The nurse of manly sentiment and heroic enterprise.
- A lieutenant or first officer, who is the real commander when the captain is unfit for his place. (Naut.)
- A peculiar larva of certain trematodes which produces cercariae by asexual reproduction. See Cercaria, and Redia. (Zool.)
Phrases & Compounds
- Nurse shark
- A large arctic shark (Somniosus microcephalus), having small teeth and feeble jaws; -- called also sleeper shark, and ground shark.
- To put to nurse
- to send away to be nursed; to place in the care of a nurse.
- Wet nurse
- See Wet nurse, and Dry nurse, in the Vocabulary.
Nurse
v. t.
imp. & p. p. Nursed; p. pr. & vb. n.
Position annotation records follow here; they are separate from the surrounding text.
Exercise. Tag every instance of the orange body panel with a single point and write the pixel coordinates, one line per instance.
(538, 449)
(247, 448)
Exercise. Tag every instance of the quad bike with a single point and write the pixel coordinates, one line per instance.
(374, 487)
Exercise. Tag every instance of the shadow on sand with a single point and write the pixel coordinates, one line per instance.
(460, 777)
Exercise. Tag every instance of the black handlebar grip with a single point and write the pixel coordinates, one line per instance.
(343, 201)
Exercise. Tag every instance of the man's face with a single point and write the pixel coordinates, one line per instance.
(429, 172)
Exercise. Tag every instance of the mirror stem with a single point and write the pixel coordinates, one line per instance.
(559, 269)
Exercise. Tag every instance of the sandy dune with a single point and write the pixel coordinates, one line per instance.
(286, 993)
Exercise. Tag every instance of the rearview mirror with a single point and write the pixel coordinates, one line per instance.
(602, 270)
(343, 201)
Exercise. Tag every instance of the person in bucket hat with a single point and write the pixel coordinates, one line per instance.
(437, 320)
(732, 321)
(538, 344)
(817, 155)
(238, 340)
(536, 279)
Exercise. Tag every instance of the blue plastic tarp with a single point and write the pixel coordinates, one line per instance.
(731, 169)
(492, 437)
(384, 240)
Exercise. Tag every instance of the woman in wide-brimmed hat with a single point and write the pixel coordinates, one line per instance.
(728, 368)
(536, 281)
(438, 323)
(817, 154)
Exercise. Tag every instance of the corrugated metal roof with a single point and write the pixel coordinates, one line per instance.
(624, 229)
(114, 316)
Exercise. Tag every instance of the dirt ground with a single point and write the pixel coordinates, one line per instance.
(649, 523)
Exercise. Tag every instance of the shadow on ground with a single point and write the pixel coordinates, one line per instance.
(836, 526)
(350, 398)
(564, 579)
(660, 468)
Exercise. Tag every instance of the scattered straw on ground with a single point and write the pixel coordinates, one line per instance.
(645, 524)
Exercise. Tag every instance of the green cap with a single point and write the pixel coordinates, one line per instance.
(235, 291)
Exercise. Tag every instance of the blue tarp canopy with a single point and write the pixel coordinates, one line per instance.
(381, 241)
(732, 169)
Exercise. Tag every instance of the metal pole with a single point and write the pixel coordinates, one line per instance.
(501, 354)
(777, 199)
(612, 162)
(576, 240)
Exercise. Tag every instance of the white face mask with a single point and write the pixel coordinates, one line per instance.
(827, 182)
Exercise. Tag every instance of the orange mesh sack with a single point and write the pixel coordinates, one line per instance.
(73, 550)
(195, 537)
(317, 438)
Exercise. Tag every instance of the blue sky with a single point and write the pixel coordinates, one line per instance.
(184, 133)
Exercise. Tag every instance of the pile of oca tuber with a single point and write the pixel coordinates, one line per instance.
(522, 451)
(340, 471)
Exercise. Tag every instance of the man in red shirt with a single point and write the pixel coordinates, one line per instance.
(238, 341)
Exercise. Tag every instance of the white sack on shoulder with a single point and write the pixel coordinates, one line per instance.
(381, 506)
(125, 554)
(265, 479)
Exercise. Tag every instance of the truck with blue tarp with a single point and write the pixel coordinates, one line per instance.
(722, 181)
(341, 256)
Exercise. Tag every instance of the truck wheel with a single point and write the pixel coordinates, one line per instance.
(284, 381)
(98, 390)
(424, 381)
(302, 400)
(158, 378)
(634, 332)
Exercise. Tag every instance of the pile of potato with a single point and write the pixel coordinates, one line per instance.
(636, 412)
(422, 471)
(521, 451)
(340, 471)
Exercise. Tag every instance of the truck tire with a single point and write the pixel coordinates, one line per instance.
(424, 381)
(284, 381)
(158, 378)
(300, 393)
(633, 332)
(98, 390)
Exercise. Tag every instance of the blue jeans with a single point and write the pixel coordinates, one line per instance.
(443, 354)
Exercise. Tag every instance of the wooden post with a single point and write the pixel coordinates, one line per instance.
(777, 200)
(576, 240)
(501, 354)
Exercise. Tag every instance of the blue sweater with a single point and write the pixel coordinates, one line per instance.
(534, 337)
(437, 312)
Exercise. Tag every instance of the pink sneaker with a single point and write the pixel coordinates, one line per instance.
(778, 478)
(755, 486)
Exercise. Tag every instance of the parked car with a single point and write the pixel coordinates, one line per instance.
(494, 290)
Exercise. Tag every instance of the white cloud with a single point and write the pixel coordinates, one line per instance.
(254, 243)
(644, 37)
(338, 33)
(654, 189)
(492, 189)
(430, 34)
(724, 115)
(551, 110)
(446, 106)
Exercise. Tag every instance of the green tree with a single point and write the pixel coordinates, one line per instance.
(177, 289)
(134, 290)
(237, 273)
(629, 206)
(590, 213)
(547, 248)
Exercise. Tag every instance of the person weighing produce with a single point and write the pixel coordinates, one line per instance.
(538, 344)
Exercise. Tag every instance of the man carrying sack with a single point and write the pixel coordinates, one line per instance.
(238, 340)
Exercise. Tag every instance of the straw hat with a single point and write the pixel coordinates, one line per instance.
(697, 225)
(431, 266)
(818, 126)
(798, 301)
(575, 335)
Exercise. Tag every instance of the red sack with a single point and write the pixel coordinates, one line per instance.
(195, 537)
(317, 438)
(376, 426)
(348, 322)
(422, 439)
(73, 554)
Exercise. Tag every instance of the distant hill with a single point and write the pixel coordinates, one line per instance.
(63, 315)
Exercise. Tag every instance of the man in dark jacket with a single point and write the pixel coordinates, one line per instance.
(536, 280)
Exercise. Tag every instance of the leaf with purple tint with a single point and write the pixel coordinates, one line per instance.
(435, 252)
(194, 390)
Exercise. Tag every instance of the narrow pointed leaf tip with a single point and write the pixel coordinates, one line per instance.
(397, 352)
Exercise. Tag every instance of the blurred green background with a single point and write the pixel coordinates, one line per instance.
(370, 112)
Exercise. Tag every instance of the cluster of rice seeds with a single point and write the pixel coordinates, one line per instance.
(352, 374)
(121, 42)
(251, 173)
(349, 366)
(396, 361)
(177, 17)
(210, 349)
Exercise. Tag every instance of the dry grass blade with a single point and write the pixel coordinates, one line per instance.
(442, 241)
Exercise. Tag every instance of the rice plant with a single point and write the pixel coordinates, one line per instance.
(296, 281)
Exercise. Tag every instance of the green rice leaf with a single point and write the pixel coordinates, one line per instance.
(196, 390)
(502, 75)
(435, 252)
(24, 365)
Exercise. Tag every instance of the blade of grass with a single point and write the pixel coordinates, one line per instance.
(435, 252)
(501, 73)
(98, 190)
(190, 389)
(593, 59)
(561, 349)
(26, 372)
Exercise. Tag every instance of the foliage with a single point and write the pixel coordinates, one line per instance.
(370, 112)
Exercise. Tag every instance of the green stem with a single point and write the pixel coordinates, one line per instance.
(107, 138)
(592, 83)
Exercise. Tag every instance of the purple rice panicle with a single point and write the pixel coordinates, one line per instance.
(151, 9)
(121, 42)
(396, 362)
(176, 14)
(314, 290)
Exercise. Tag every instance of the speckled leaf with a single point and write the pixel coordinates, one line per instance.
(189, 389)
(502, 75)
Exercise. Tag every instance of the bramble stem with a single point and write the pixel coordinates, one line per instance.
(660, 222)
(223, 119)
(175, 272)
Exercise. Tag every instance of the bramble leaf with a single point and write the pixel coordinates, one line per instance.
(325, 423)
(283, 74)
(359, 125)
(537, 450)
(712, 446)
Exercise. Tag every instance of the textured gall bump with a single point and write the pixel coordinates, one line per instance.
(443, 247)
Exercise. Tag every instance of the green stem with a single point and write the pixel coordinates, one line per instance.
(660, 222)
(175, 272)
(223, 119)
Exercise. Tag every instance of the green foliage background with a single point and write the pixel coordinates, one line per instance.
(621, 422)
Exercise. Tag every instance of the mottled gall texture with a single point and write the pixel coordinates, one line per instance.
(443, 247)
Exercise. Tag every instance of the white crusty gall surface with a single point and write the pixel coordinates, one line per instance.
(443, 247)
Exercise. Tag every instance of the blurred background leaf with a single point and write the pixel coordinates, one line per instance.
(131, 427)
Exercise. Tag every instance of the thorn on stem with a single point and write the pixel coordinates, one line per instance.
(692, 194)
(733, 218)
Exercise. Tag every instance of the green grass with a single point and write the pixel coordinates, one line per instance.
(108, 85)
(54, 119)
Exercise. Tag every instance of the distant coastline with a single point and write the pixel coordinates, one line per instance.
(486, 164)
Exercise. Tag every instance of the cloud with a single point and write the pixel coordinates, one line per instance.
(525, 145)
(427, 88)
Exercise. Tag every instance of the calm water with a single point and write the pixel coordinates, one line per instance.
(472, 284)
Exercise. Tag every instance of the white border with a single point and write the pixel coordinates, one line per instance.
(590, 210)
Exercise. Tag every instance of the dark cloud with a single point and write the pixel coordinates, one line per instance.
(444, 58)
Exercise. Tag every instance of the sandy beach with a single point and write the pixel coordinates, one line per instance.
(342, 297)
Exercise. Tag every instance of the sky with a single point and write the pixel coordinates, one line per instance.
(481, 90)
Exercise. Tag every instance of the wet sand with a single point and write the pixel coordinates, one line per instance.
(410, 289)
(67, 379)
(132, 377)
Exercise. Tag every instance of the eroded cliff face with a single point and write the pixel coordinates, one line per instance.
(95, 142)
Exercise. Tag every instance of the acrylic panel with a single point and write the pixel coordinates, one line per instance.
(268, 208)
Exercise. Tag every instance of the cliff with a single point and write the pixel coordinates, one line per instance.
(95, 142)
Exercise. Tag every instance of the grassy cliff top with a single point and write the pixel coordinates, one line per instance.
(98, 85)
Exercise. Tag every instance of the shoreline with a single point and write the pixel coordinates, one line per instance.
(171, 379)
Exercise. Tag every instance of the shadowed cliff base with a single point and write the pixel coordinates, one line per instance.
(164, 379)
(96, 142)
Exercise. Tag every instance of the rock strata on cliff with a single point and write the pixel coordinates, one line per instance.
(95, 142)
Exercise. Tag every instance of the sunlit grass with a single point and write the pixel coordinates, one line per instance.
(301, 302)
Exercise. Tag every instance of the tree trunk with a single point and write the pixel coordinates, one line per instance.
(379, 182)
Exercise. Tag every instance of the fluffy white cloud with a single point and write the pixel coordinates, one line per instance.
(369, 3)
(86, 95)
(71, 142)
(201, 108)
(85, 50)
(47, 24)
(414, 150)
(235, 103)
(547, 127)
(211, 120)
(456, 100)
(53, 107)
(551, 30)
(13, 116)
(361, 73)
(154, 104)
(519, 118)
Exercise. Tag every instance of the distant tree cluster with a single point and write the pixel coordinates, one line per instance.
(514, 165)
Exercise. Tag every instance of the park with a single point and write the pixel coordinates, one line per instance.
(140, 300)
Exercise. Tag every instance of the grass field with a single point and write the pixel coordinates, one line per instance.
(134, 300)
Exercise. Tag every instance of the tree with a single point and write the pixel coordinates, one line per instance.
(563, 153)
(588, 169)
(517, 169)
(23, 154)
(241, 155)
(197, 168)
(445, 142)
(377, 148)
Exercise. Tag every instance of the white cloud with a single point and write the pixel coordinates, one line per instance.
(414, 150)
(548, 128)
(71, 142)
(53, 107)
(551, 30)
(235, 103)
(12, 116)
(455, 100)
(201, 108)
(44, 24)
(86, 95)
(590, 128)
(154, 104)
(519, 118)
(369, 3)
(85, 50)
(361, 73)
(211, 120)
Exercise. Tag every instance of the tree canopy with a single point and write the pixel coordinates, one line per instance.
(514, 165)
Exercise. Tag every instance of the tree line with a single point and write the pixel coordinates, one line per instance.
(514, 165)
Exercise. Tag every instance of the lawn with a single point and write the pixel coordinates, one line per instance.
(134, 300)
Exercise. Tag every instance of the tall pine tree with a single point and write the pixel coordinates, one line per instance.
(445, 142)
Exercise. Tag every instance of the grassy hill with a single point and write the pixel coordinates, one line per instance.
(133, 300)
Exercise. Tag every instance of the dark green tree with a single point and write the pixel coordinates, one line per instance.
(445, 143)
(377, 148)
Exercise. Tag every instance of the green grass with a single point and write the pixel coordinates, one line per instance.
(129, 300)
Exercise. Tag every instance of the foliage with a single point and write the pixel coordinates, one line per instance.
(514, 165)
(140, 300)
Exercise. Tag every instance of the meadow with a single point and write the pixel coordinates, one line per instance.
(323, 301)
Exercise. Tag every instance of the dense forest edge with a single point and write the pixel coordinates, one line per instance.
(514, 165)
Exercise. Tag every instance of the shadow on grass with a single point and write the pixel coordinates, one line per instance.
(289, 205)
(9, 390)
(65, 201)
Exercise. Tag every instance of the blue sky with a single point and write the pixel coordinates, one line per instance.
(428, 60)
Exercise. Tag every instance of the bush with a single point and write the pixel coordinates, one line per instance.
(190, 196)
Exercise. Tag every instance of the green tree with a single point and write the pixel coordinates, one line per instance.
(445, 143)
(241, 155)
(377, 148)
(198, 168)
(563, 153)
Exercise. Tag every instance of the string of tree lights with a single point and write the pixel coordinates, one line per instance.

Nursing
-
To nourish; to cherish; to foster
Sons wont to nurse their parents in old age.
Him in Egerian groves Aricia bore, And nursed his youth along the marshy shore.
-
To bring up; to raise, by care, from a weak or invalid condition; to foster; to cherish; -- applied to plants, animals, and to any object that needs, or thrives by, attention.
By what hands [has vice] been nursed into so uncontrolled a dominion?
- To manage with care and economy, with a view to increase; as, to nurse our national resources.
- To caress; to fondle, as a nurse does.
Phrases & Compounds
- To nurse billiard balls
- to strike them gently and so as to keep them in good position during a series of caroms.